Despite indications that B.C. averted a  worst-case scenario in the early weeks of the pandemic, COVID-19  continues to ravage care facilities.

Last Thursday the province suffered its  most deadly pandemic day. Twenty-eight people died of COVID-19, and all  but two were residents of long-term care.

There are currently more than 1,000  residents and 600 staff who are COVID-19 positive across 58  care-facility outbreaks, provincial health officer Dr. Bonnie Henry said  Thursday.

Right now in Canada, the definition of a probable case is based on an exposure risk, like working in a  long-term care facility, and either a fever or a new or worsening cough.

But the study found people who reported  less common symptoms during the outbreaks studied, such as body aches,  headaches and lost appetites, were more likely to test positive for  COVID-19 antigens.

Vijh says Canada should adopt the wider  definition of a probable case recognized by the Centers for Disease  Control in the U.S., which counts symptoms like headaches as clinical  evidence in high-exposure environments like care facilities. 

“If you have such a hyper-specific approach, you may miss people that may contribute to transmission.”

In addition to taking blood samples from 48  per cent of staff and 39 per cent of residents across the facilities,  the voluntary study interviewed them about their symptoms during the  outbreaks in question and consulted clinical records.

The results don’t suggest someone with a  headache and very little exposure risk is likely to have COVID-19, said  Vijh. But they do indicate people working in the midst of an active  outbreak should monitor their bodies for any symptoms at all.

Particularly for long-term care residents  who often have multiple complex health needs, paying close attention can  help care staff notice when something as small as a headache could be a  symptom of something worse.

While the study shows swift and strict measures are effective at limiting transmission, restrictive policies continue to devastate the physical and mental well-being of residents and their loved ones,  whose visits are limited. Residents are allowed one designated visitor,  and the frequency and length of visits are strictly limited.

Henry said she was open to allowing more frequent visits by the designated visitors, but didn’t say when those changes would begin when asked by The Tyee earlier this month.
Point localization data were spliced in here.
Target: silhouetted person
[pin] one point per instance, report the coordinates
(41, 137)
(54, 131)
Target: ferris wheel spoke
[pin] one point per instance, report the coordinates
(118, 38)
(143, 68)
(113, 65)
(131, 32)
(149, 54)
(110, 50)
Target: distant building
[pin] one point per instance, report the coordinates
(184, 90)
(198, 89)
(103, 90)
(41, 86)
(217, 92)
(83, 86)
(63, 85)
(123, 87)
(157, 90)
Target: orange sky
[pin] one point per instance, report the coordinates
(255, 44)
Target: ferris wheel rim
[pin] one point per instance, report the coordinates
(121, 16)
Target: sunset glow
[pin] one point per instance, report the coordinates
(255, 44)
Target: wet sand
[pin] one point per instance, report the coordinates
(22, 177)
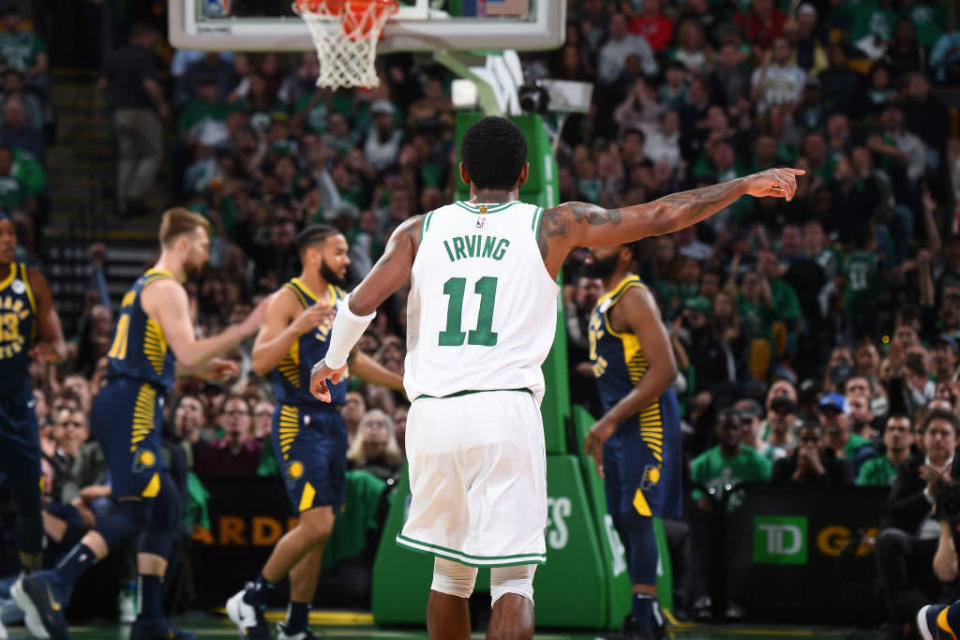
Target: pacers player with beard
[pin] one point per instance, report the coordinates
(636, 444)
(154, 337)
(29, 328)
(309, 436)
(480, 321)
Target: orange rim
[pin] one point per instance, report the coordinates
(340, 7)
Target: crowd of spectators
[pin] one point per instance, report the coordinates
(815, 338)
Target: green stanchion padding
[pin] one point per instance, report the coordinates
(616, 560)
(571, 590)
(618, 604)
(401, 578)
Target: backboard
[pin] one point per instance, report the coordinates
(420, 25)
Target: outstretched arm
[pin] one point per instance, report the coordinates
(579, 224)
(391, 271)
(50, 347)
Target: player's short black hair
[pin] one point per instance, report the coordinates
(940, 414)
(494, 152)
(312, 235)
(640, 249)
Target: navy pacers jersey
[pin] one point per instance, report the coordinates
(618, 358)
(642, 461)
(139, 350)
(291, 378)
(18, 310)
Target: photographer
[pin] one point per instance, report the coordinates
(905, 549)
(811, 465)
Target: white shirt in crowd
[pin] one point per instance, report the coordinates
(779, 85)
(614, 54)
(662, 147)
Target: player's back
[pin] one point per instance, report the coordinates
(291, 378)
(139, 350)
(18, 310)
(481, 313)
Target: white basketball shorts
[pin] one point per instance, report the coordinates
(478, 479)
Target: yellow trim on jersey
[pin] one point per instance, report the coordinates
(335, 294)
(306, 498)
(300, 297)
(288, 426)
(299, 283)
(154, 345)
(144, 412)
(157, 274)
(152, 488)
(26, 283)
(6, 281)
(640, 504)
(944, 623)
(289, 367)
(614, 296)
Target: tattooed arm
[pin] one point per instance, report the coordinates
(391, 271)
(578, 224)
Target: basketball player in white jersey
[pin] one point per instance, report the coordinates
(480, 321)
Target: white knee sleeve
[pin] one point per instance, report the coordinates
(453, 578)
(517, 579)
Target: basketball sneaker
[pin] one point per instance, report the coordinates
(303, 635)
(143, 629)
(928, 623)
(249, 618)
(40, 597)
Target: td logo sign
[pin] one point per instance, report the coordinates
(779, 540)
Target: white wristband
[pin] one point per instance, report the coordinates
(347, 329)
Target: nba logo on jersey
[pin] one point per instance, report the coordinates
(217, 8)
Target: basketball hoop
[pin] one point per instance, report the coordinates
(346, 33)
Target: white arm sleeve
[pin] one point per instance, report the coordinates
(347, 330)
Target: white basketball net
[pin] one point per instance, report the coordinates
(346, 33)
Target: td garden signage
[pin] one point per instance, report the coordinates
(780, 540)
(798, 554)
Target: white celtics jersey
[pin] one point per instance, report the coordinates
(482, 309)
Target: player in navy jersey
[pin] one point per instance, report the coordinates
(29, 328)
(154, 340)
(309, 436)
(636, 444)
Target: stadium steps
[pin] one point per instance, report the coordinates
(80, 164)
(80, 171)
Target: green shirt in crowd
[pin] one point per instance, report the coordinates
(714, 470)
(20, 50)
(877, 472)
(862, 272)
(359, 516)
(853, 445)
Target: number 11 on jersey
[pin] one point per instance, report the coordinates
(483, 335)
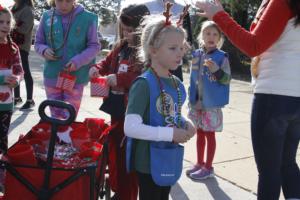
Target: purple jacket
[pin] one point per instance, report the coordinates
(85, 56)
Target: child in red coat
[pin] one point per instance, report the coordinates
(120, 68)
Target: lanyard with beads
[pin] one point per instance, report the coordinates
(165, 113)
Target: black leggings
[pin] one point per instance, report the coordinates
(148, 190)
(5, 117)
(27, 76)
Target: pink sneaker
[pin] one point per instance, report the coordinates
(202, 174)
(193, 169)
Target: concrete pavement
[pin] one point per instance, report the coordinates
(236, 174)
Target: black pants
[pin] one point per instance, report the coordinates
(148, 190)
(275, 128)
(27, 76)
(5, 117)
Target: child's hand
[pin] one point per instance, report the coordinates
(211, 65)
(49, 54)
(111, 80)
(70, 67)
(11, 80)
(94, 72)
(191, 129)
(180, 135)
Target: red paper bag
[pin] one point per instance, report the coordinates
(65, 81)
(99, 87)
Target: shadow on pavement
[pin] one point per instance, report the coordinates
(18, 121)
(177, 193)
(214, 189)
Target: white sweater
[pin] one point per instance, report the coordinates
(279, 66)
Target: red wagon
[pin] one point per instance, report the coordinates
(59, 171)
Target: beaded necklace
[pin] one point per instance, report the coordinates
(163, 94)
(66, 35)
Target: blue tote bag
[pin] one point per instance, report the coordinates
(166, 160)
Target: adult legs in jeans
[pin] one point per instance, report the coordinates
(273, 123)
(27, 77)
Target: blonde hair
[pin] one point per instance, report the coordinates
(5, 10)
(153, 35)
(210, 24)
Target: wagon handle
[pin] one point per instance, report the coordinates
(58, 104)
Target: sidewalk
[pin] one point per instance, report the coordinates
(236, 175)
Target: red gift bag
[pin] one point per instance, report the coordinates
(65, 81)
(99, 87)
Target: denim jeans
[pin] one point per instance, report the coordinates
(275, 128)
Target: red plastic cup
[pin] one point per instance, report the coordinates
(42, 136)
(95, 126)
(99, 87)
(41, 127)
(79, 136)
(90, 150)
(62, 128)
(22, 154)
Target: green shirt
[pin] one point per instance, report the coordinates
(139, 103)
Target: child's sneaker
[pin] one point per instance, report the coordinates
(202, 174)
(193, 169)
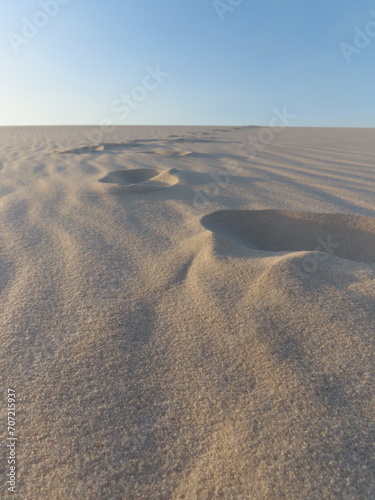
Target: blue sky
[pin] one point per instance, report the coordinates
(89, 59)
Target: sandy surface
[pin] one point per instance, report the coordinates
(182, 320)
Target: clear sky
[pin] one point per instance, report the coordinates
(215, 63)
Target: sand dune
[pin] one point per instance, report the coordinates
(195, 326)
(347, 236)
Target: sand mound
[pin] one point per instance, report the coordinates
(149, 178)
(347, 236)
(153, 358)
(168, 152)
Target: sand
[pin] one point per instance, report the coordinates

Caregivers — desperate to see their loved  ones before what could be their last holiday season — and Seniors’  Advocate Isobel Mackenzie have been calling for rapid testing to ensure  staff and visitors don’t bring the virus into the facilities as part of a  move to ease restrictions.

Public health officials have begun a pilot project to use rapid testing to screen staff in the Lower Mainland. Health  Minister Adrian Dix said last week the program would be implemented more  widely if it proves effective.
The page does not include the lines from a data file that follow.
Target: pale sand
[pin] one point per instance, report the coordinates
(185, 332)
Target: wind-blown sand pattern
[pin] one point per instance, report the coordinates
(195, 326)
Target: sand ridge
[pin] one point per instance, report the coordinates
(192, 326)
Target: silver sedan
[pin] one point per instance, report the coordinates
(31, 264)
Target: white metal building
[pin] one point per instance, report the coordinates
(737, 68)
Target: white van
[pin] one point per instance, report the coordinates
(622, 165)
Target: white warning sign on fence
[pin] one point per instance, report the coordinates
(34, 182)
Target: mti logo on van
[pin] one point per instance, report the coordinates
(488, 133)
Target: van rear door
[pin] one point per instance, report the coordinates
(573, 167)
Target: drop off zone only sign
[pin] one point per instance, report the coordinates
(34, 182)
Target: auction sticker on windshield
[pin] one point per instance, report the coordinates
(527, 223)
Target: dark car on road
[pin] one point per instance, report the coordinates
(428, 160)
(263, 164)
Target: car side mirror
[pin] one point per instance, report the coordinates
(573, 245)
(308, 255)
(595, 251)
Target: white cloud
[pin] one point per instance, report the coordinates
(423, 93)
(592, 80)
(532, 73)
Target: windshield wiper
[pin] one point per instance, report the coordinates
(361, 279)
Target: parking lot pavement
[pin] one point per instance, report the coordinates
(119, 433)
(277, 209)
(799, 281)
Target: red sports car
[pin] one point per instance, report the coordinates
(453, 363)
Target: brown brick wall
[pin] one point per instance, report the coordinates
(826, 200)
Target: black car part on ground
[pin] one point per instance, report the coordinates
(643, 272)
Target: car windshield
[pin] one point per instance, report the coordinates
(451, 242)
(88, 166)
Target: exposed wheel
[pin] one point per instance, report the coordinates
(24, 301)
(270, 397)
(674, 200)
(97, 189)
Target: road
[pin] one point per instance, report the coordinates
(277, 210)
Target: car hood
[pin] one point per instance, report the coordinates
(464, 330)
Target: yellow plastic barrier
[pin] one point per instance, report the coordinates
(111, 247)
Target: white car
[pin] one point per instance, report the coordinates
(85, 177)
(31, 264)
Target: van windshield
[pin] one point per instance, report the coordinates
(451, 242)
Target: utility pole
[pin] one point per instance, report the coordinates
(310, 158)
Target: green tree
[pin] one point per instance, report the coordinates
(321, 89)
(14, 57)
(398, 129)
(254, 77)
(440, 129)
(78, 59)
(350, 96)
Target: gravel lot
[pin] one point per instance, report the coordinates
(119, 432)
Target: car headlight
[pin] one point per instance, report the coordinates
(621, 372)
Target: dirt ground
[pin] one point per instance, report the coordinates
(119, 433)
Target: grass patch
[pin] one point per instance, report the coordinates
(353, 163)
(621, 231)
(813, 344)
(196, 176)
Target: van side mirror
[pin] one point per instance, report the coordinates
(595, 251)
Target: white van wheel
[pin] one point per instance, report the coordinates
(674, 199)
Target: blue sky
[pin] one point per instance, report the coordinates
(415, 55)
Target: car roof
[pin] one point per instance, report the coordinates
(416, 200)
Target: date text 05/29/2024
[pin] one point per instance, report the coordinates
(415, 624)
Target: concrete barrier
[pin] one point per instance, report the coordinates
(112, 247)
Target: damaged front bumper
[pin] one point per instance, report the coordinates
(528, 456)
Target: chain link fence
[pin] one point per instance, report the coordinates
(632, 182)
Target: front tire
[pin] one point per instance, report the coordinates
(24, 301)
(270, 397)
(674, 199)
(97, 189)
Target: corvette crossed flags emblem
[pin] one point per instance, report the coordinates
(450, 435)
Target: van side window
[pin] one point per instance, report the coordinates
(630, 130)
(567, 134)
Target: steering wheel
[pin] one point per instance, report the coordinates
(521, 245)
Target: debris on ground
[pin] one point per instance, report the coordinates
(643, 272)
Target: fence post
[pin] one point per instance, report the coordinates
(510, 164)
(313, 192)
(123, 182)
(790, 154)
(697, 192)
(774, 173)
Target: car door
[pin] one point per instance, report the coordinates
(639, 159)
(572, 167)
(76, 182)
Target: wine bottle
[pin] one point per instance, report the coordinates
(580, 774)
Vijh said his study shows every extra layer of protection can save lives, and rapid testing could be an additional step.

“No single tool, whether it’s COVID  testing, whether it’s using symptom screening, whether it’s serology, is  perfect on its own, and it requires us to just be very cautious,” said  Vijh.
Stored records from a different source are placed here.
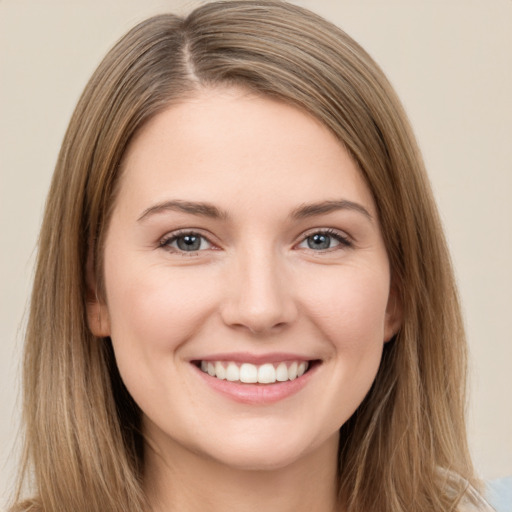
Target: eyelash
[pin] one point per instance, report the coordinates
(165, 243)
(343, 239)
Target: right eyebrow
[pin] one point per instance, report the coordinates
(192, 207)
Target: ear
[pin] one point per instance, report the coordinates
(394, 314)
(97, 311)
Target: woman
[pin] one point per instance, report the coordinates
(250, 295)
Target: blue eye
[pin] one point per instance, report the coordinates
(186, 242)
(325, 240)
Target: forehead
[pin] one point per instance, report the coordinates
(230, 144)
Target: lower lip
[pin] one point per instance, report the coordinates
(257, 394)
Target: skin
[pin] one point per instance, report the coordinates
(254, 286)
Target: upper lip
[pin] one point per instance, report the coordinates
(257, 359)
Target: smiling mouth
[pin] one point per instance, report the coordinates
(248, 373)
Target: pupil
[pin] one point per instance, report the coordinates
(319, 241)
(189, 243)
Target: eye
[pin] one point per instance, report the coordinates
(185, 242)
(325, 240)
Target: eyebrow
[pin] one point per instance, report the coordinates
(324, 207)
(194, 208)
(209, 210)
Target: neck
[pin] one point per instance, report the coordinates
(188, 482)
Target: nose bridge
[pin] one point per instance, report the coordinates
(259, 298)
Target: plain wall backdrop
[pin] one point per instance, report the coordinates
(451, 63)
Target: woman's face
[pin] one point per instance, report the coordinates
(247, 283)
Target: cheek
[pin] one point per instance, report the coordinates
(349, 306)
(157, 309)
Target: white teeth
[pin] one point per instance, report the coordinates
(220, 371)
(248, 373)
(232, 372)
(282, 372)
(267, 373)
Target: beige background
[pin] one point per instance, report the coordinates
(451, 62)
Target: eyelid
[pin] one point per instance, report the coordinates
(344, 239)
(164, 242)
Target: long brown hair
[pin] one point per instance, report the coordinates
(83, 444)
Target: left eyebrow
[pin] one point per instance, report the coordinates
(323, 207)
(194, 208)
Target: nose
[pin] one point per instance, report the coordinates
(258, 296)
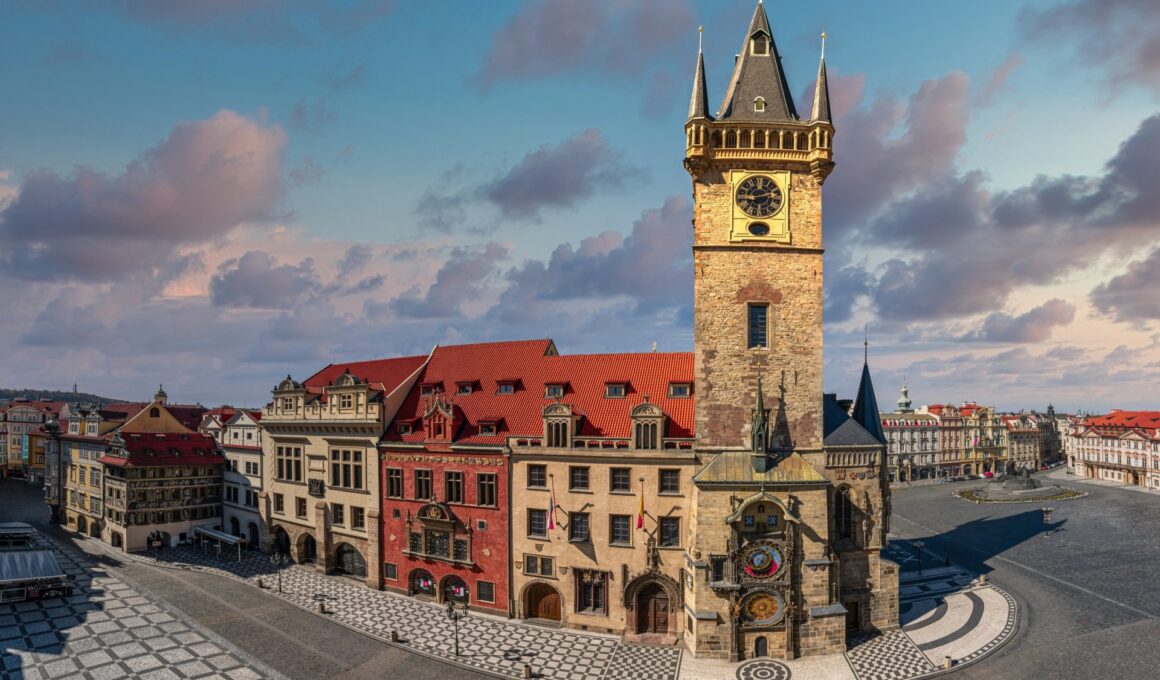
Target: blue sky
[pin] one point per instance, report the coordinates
(421, 173)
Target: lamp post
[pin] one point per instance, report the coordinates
(455, 615)
(280, 559)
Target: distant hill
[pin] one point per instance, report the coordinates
(71, 397)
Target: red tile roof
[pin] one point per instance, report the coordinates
(534, 363)
(151, 450)
(383, 374)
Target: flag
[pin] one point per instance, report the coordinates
(551, 508)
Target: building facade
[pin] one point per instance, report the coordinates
(789, 507)
(320, 496)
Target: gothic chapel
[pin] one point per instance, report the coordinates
(791, 504)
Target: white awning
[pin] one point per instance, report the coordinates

He also hopes wider symptom-screening  criteria will help staff with less-common symptoms take paid sick leave  and be able to stay home.

 Targeting people on narrow criteria is defended as more efficient, Vijh noted.

“But I think what the study showed was that  you’re still going to miss people. So you’re going to have to take this  [wide] approach regardless,” he said. 

“And that approach is probably what  contributed to B.C. not having the same magnitude of cases in long-term  care, especially early on in the pandemic, compared to Ontario and  Quebec.”